San Diego is, as always, an absolutely beautiful place. The hotel is lovely, the room is fine, the breezes are amazing, the balcony overlooks a pool...and the bandwidth sucks. Blows. It is the worst I've had in a decade, worse than the nightmare that was the blasted Omni in Austin. Amazing. If I can find other places on the grounds to work, I may be able to get by, but otherwise, I will have to find a local bandwidth source and spend time every day in it.

In the early evening, I paid the insanely high fare to go to the wonderful Mysterious Galaxy bookstore for a mass signing/party/author drop-in event. The staff were wonderful and gracious to all. The book selection was lovely; with a smaller crowd and some time, I could have dropped some serious coin there. To my pleasant surprise, half a dozen or more folks sought me out and had me sign books. Most of them had four or more books for me to sign. I was floored and grateful each time.

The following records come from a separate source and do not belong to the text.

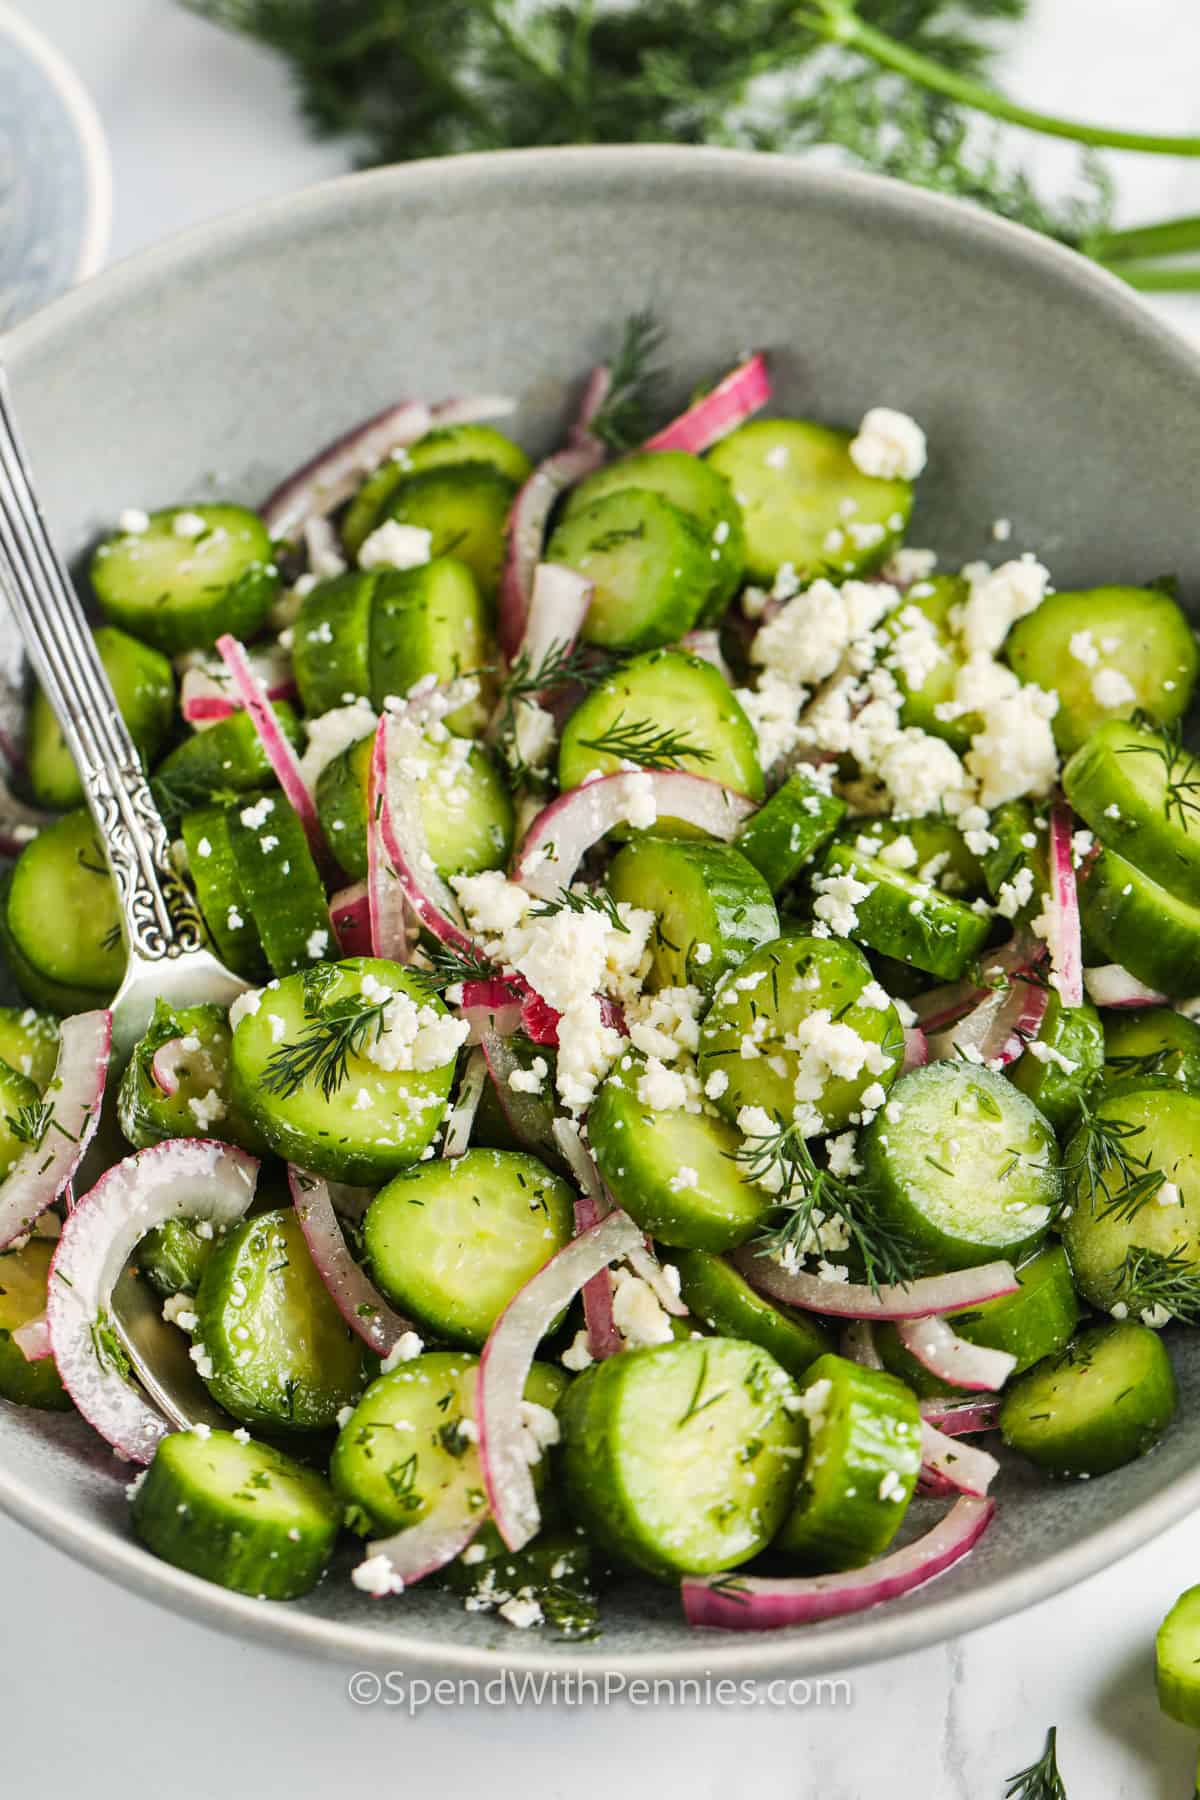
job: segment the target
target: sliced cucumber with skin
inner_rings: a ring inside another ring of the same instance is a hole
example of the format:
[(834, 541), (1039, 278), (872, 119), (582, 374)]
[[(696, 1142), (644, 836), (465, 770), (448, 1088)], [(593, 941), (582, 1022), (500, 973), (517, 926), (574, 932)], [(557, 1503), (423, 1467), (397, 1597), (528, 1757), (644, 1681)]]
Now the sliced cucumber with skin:
[[(86, 807), (64, 814), (26, 844), (13, 869), (6, 915), (35, 975), (59, 991), (115, 993), (125, 973), (121, 916)], [(20, 981), (19, 966), (13, 972)]]
[(1158, 1628), (1154, 1640), (1158, 1704), (1169, 1719), (1200, 1726), (1200, 1587), (1190, 1587)]
[(770, 1351), (789, 1375), (802, 1375), (833, 1345), (825, 1327), (811, 1313), (785, 1313), (756, 1293), (731, 1263), (708, 1250), (675, 1250), (679, 1287), (693, 1318), (711, 1326), (718, 1337), (741, 1338)]
[[(1177, 1257), (1183, 1273), (1200, 1270), (1200, 1097), (1160, 1082), (1105, 1094), (1095, 1112), (1119, 1130), (1128, 1178), (1110, 1166), (1099, 1171), (1104, 1181), (1096, 1181), (1093, 1191), (1089, 1127), (1083, 1126), (1063, 1155), (1070, 1210), (1063, 1214), (1062, 1238), (1084, 1299), (1111, 1311), (1128, 1288), (1131, 1252)], [(1129, 1217), (1122, 1195), (1152, 1170), (1173, 1184), (1177, 1198), (1164, 1205), (1151, 1195)]]
[(384, 518), (428, 531), (430, 559), (453, 556), (466, 563), (480, 593), (491, 602), (516, 491), (515, 481), (486, 462), (421, 469), (405, 476), (385, 507)]
[(1003, 1075), (968, 1062), (898, 1081), (862, 1157), (880, 1213), (930, 1269), (1019, 1261), (1045, 1237), (1061, 1193), (1049, 1121)]
[[(891, 846), (907, 838), (912, 846), (901, 844), (899, 851)], [(912, 880), (927, 882), (943, 894), (966, 895), (974, 899), (987, 889), (982, 860), (967, 848), (966, 839), (952, 819), (936, 815), (925, 819), (855, 819), (838, 832), (842, 843), (854, 846), (864, 856), (872, 856), (899, 869)], [(887, 853), (887, 854), (885, 854)], [(903, 856), (903, 860), (898, 860)]]
[(0, 952), (3, 952), (5, 967), (17, 987), (34, 1006), (47, 1008), (60, 1017), (65, 1017), (67, 1013), (91, 1012), (95, 1007), (107, 1006), (112, 998), (111, 988), (88, 988), (55, 981), (29, 961), (8, 922), (12, 878), (11, 869), (0, 876)]
[[(117, 711), (144, 763), (152, 763), (171, 730), (175, 672), (160, 651), (127, 632), (101, 625), (93, 633)], [(62, 727), (41, 688), (29, 709), (29, 786), (39, 806), (81, 806), (84, 792)]]
[(363, 1243), (389, 1300), (438, 1337), (479, 1347), (573, 1226), (571, 1189), (544, 1163), (474, 1149), (389, 1182), (367, 1212)]
[(282, 795), (225, 814), (238, 883), (276, 975), (320, 962), (333, 939), (304, 827)]
[(260, 1600), (296, 1600), (316, 1587), (340, 1525), (322, 1476), (230, 1431), (163, 1438), (130, 1517), (163, 1562)]
[(805, 1569), (858, 1569), (887, 1549), (921, 1470), (916, 1396), (894, 1376), (821, 1356), (800, 1383), (808, 1449), (775, 1548)]
[(742, 509), (725, 477), (711, 463), (686, 450), (643, 450), (597, 470), (568, 496), (563, 517), (586, 512), (606, 494), (641, 488), (661, 494), (695, 523), (709, 545), (711, 585), (697, 623), (715, 623), (742, 584), (746, 570), (746, 538)]
[(225, 808), (185, 813), (179, 831), (196, 899), (221, 961), (248, 981), (265, 981), (266, 952), (238, 875)]
[(709, 1113), (651, 1112), (638, 1099), (645, 1066), (622, 1056), (588, 1113), (592, 1154), (617, 1205), (672, 1248), (744, 1244), (772, 1201), (736, 1160), (741, 1134)]
[[(280, 730), (293, 745), (300, 742), (300, 724), (286, 700), (274, 700), (271, 710)], [(262, 739), (249, 713), (232, 712), (207, 731), (193, 732), (163, 757), (154, 772), (159, 805), (178, 813), (188, 807), (207, 806), (217, 794), (248, 794), (272, 786), (275, 771), (267, 761)]]
[(530, 462), (519, 444), (490, 425), (444, 425), (397, 450), (369, 475), (346, 508), (342, 542), (357, 556), (383, 519), (388, 502), (409, 475), (457, 463), (490, 463), (516, 486), (528, 479)]
[(826, 880), (848, 875), (870, 890), (854, 902), (858, 923), (853, 929), (859, 942), (939, 981), (957, 981), (991, 934), (989, 913), (981, 916), (952, 895), (913, 880), (877, 857), (864, 856), (853, 845), (831, 844), (821, 873)]
[(1161, 732), (1110, 719), (1063, 770), (1063, 789), (1102, 844), (1181, 900), (1200, 895), (1200, 757)]
[(59, 1024), (33, 1006), (0, 1006), (0, 1059), (32, 1081), (39, 1093), (58, 1067)]
[(105, 617), (168, 656), (256, 636), (279, 593), (270, 535), (242, 506), (151, 513), (145, 531), (105, 539), (91, 577)]
[[(992, 814), (988, 832), (995, 840), (982, 859), (988, 892), (993, 900), (999, 900), (1007, 885), (1012, 890), (1008, 904), (1020, 902), (1011, 915), (1014, 930), (1030, 925), (1045, 905), (1050, 886), (1045, 809), (1035, 812), (1028, 800), (1007, 800)], [(1029, 897), (1022, 900), (1026, 889)]]
[[(416, 569), (380, 575), (371, 604), (371, 704), (378, 710), (433, 675), (453, 681), (494, 662), (479, 584), (465, 562), (443, 556)], [(488, 722), (482, 691), (448, 713), (451, 731), (472, 737)]]
[(247, 1425), (327, 1430), (366, 1386), (367, 1352), (290, 1208), (226, 1233), (201, 1277), (196, 1318), (196, 1366), (218, 1404)]
[(379, 576), (352, 569), (318, 582), (292, 626), (292, 672), (305, 712), (318, 719), (371, 692), (371, 612)]
[[(1071, 643), (1082, 633), (1089, 634), (1090, 654), (1081, 659)], [(1022, 681), (1058, 694), (1054, 741), (1064, 756), (1107, 721), (1128, 719), (1138, 708), (1160, 725), (1181, 718), (1200, 669), (1186, 614), (1155, 588), (1048, 594), (1036, 612), (1018, 619), (1004, 654)], [(1105, 704), (1103, 683), (1100, 698), (1094, 685), (1109, 671), (1130, 690), (1113, 705)]]
[(217, 1244), (215, 1230), (199, 1229), (207, 1220), (168, 1219), (148, 1231), (137, 1248), (137, 1272), (164, 1300), (172, 1294), (194, 1294), (204, 1278)]
[[(964, 659), (950, 615), (964, 604), (969, 592), (961, 575), (931, 576), (928, 581), (914, 583), (880, 625), (887, 640), (880, 660), (885, 669), (891, 670), (904, 696), (900, 723), (944, 739), (960, 755), (970, 747), (974, 734), (982, 730), (982, 721), (975, 713), (940, 718), (938, 709), (954, 702), (954, 687)], [(920, 617), (914, 618), (914, 613)], [(921, 619), (928, 620), (931, 632), (922, 627)], [(917, 672), (916, 659), (910, 659), (906, 651), (910, 641), (923, 649), (929, 637), (940, 654), (918, 682), (910, 679), (909, 673)]]
[[(758, 740), (728, 682), (711, 663), (683, 650), (652, 650), (634, 657), (600, 683), (576, 707), (563, 727), (558, 752), (558, 784), (565, 792), (589, 776), (611, 775), (637, 762), (633, 742), (626, 751), (617, 734), (641, 732), (647, 739), (670, 732), (680, 751), (670, 766), (719, 781), (751, 800), (761, 800), (763, 772)], [(618, 747), (597, 748), (607, 741)], [(684, 749), (683, 746), (687, 748)], [(660, 819), (659, 835), (694, 837), (694, 826)]]
[(1096, 960), (1120, 963), (1162, 994), (1200, 993), (1200, 895), (1193, 903), (1168, 893), (1115, 850), (1101, 850), (1078, 889)]
[[(1039, 1055), (1039, 1051), (1041, 1054)], [(1066, 1007), (1051, 989), (1037, 1037), (1008, 1070), (1055, 1131), (1070, 1131), (1104, 1073), (1104, 1026), (1090, 1000)]]
[(34, 1141), (41, 1089), (8, 1063), (0, 1062), (0, 1178), (8, 1174)]
[(1107, 1013), (1104, 1056), (1105, 1079), (1110, 1083), (1165, 1075), (1200, 1092), (1200, 1025), (1169, 1006)]
[(712, 544), (687, 513), (648, 488), (622, 488), (564, 519), (546, 561), (593, 584), (589, 644), (651, 650), (686, 635), (712, 589)]
[(742, 509), (751, 580), (769, 586), (786, 563), (801, 580), (864, 575), (901, 541), (912, 487), (862, 474), (852, 436), (807, 419), (756, 419), (709, 451)]
[(1000, 1431), (1052, 1475), (1107, 1475), (1145, 1456), (1175, 1416), (1171, 1359), (1131, 1320), (1097, 1325), (1014, 1383)]
[(600, 1546), (671, 1580), (735, 1568), (783, 1522), (804, 1428), (755, 1344), (627, 1351), (575, 1382), (560, 1418), (567, 1502)]
[(728, 844), (639, 836), (608, 871), (618, 903), (654, 914), (645, 986), (698, 987), (721, 977), (779, 935), (779, 915), (762, 876)]
[[(420, 977), (399, 963), (361, 956), (325, 967), (336, 972), (323, 980), (319, 996), (310, 971), (307, 995), (305, 975), (289, 975), (263, 989), (257, 1010), (238, 1019), (233, 1098), (286, 1162), (333, 1181), (371, 1186), (416, 1162), (432, 1143), (453, 1084), (455, 1057), (422, 1072), (384, 1068), (350, 1048), (345, 1077), (328, 1097), (313, 1075), (292, 1087), (280, 1074), (279, 1059), (312, 1042), (322, 1010), (339, 1002), (365, 1002), (370, 996), (370, 1004), (383, 1005), (380, 995), (393, 994), (423, 1013), (428, 1009), (431, 1026), (448, 1014)], [(323, 977), (324, 970), (320, 973)], [(373, 1025), (364, 1051), (375, 1046), (374, 1032)]]
[[(791, 1046), (797, 1034), (803, 1046), (806, 1032), (819, 1040), (836, 1021), (861, 1040), (863, 1066), (856, 1076), (823, 1080), (812, 1103), (826, 1131), (850, 1124), (867, 1089), (879, 1085), (886, 1091), (903, 1059), (904, 1033), (895, 1007), (862, 998), (872, 984), (866, 957), (842, 938), (781, 937), (748, 956), (724, 978), (700, 1027), (701, 1084), (707, 1091), (718, 1072), (726, 1077), (716, 1096), (725, 1117), (736, 1124), (744, 1106), (757, 1106), (790, 1121), (803, 1056), (803, 1049)], [(807, 1101), (808, 1095), (801, 1098)]]
[[(186, 1048), (176, 1059), (178, 1087), (165, 1094), (154, 1079), (155, 1054), (173, 1039)], [(178, 1009), (159, 1000), (145, 1036), (135, 1046), (121, 1077), (117, 1118), (137, 1149), (167, 1138), (219, 1137), (251, 1154), (267, 1146), (243, 1118), (230, 1093), (229, 1052), (233, 1033), (223, 1006)]]
[(45, 1412), (69, 1412), (71, 1397), (54, 1358), (29, 1362), (12, 1341), (19, 1325), (27, 1325), (46, 1310), (54, 1249), (49, 1238), (31, 1237), (19, 1250), (0, 1252), (0, 1400)]
[(846, 816), (846, 802), (796, 769), (742, 826), (735, 847), (773, 894), (819, 855)]

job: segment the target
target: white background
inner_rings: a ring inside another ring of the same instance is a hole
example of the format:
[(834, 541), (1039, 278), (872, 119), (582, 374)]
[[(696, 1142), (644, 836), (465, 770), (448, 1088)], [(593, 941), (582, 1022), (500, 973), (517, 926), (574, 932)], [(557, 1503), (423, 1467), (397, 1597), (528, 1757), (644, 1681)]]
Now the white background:
[[(113, 151), (113, 251), (335, 173), (273, 59), (170, 0), (16, 0), (74, 61)], [(1200, 129), (1192, 0), (1035, 0), (1005, 69), (1030, 104)], [(1070, 153), (1038, 147), (1048, 173)], [(1113, 159), (1126, 223), (1200, 212), (1200, 164)], [(1161, 303), (1200, 338), (1200, 300)], [(1020, 1618), (851, 1675), (850, 1709), (685, 1714), (355, 1708), (349, 1670), (176, 1620), (0, 1520), (0, 1786), (109, 1800), (667, 1795), (1002, 1800), (1057, 1723), (1071, 1800), (1182, 1800), (1197, 1745), (1160, 1719), (1153, 1634), (1200, 1581), (1200, 1523)]]

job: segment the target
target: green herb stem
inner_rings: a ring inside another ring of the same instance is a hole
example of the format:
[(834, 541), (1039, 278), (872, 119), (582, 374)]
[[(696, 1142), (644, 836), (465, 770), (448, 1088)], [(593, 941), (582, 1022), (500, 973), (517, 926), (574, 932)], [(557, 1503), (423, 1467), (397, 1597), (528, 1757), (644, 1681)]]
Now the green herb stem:
[(1083, 248), (1097, 262), (1126, 262), (1135, 257), (1179, 256), (1200, 250), (1200, 213), (1179, 219), (1159, 219), (1153, 225), (1136, 225), (1128, 231), (1100, 231)]
[(1139, 294), (1200, 293), (1200, 263), (1172, 266), (1157, 262), (1107, 262), (1098, 259), (1110, 275), (1118, 275)]

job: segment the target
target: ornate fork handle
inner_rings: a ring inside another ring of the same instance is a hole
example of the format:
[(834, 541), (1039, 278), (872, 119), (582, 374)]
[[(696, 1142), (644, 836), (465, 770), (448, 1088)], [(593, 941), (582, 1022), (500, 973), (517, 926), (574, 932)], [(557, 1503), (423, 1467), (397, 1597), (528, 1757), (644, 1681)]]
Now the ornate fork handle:
[(117, 708), (83, 608), (51, 542), (0, 371), (0, 588), (83, 773), (131, 956), (198, 950), (204, 927), (171, 864), (166, 827)]

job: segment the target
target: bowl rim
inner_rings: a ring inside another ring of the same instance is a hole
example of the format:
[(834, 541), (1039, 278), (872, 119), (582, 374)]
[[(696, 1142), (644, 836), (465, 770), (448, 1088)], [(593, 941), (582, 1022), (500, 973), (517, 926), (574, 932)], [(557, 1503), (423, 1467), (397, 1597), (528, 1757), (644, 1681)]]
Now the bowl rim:
[[(113, 265), (86, 288), (63, 295), (16, 326), (7, 336), (7, 358), (19, 367), (26, 354), (93, 307), (119, 302), (124, 293), (186, 268), (213, 250), (224, 256), (236, 254), (247, 241), (290, 233), (297, 224), (319, 219), (335, 212), (342, 202), (358, 201), (375, 191), (403, 196), (420, 192), (432, 182), (444, 201), (451, 190), (486, 189), (492, 182), (521, 185), (539, 174), (551, 182), (571, 182), (597, 176), (611, 179), (623, 171), (640, 176), (647, 168), (656, 169), (664, 179), (672, 173), (691, 179), (706, 168), (719, 170), (734, 180), (794, 195), (801, 203), (814, 199), (853, 202), (893, 216), (907, 215), (944, 237), (974, 238), (981, 246), (994, 245), (1051, 281), (1075, 290), (1152, 343), (1174, 363), (1181, 381), (1193, 384), (1200, 399), (1200, 353), (1151, 313), (1117, 277), (1024, 226), (983, 212), (969, 202), (865, 172), (816, 168), (753, 151), (670, 145), (488, 152), (336, 176), (266, 205), (239, 208), (176, 233)], [(698, 1632), (693, 1642), (678, 1649), (621, 1652), (606, 1658), (602, 1649), (580, 1651), (557, 1641), (542, 1648), (511, 1631), (499, 1647), (439, 1642), (425, 1632), (405, 1630), (399, 1612), (397, 1625), (380, 1632), (307, 1613), (303, 1602), (267, 1607), (158, 1561), (131, 1536), (115, 1532), (102, 1515), (81, 1517), (68, 1504), (46, 1502), (30, 1483), (0, 1465), (0, 1508), (10, 1516), (88, 1567), (202, 1624), (244, 1632), (276, 1647), (367, 1667), (403, 1660), (410, 1669), (478, 1676), (503, 1669), (694, 1676), (719, 1668), (721, 1674), (763, 1678), (779, 1672), (806, 1676), (845, 1670), (921, 1649), (1049, 1599), (1131, 1554), (1198, 1505), (1200, 1465), (1052, 1558), (1018, 1568), (982, 1592), (964, 1588), (940, 1605), (913, 1612), (874, 1610), (870, 1615), (873, 1629), (864, 1628), (863, 1616), (850, 1615), (787, 1637), (769, 1632), (719, 1637)]]

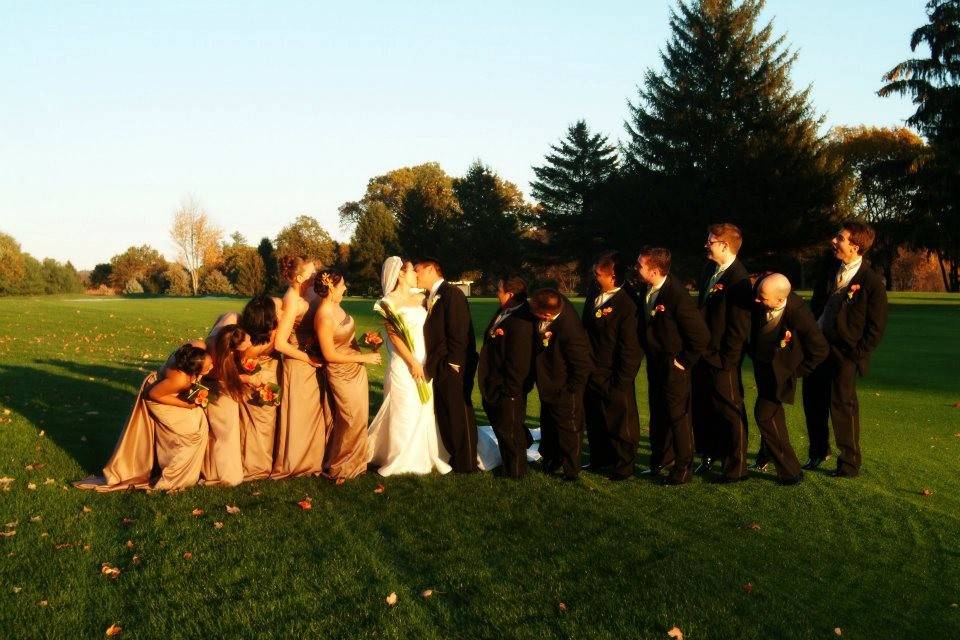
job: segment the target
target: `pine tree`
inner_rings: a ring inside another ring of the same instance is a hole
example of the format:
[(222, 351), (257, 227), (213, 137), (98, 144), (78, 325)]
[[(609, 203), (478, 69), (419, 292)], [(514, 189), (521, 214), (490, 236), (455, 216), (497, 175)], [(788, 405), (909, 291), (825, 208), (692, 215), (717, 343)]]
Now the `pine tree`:
[(278, 292), (280, 290), (280, 266), (277, 264), (277, 254), (273, 250), (273, 243), (270, 238), (263, 238), (257, 245), (257, 253), (263, 260), (264, 268), (264, 290), (267, 292)]
[(797, 256), (835, 225), (839, 169), (825, 154), (796, 54), (758, 25), (763, 0), (680, 0), (663, 71), (630, 105), (629, 171), (651, 189), (650, 242), (699, 261), (706, 227), (744, 230), (747, 255)]
[(397, 225), (385, 204), (361, 205), (350, 238), (350, 280), (361, 292), (380, 295), (383, 261), (397, 250)]
[(547, 260), (592, 260), (609, 238), (596, 217), (600, 191), (617, 171), (617, 150), (587, 123), (577, 121), (559, 144), (550, 146), (546, 163), (533, 167), (531, 194), (540, 205), (539, 220), (547, 238)]
[(907, 123), (929, 141), (918, 163), (913, 220), (917, 244), (933, 250), (944, 286), (960, 291), (960, 0), (931, 0), (927, 24), (913, 32), (926, 58), (901, 62), (887, 72), (881, 96), (909, 95), (917, 111)]

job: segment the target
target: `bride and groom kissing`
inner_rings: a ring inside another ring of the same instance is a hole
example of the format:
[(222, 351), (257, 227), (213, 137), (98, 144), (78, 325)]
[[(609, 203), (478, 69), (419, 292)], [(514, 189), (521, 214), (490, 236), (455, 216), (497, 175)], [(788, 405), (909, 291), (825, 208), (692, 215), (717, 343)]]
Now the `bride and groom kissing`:
[[(384, 476), (477, 471), (471, 396), (479, 357), (466, 296), (433, 258), (387, 258), (381, 286), (410, 328), (413, 348), (388, 331), (391, 358), (383, 404), (370, 424), (370, 462)], [(426, 402), (417, 391), (423, 381), (433, 389)]]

I dream of becoming a bestselling novelist whose autograph line stretches around the block. I don't expect that to ever happen, but if it does, I hope I am always and forever grateful to each person who shells out his or her hard-earned money for my books. I am now, and I think every writer should be.

Dinner was back at the hotel, followed by work and now, the crashing. Man, do I need some sleep.

2 comments:

Kyle said...

Damn. This means no Halo tonight, doesn't it?

Mark said...

Yeah, for quite a while, alas. No easy way to bring xBox on the road.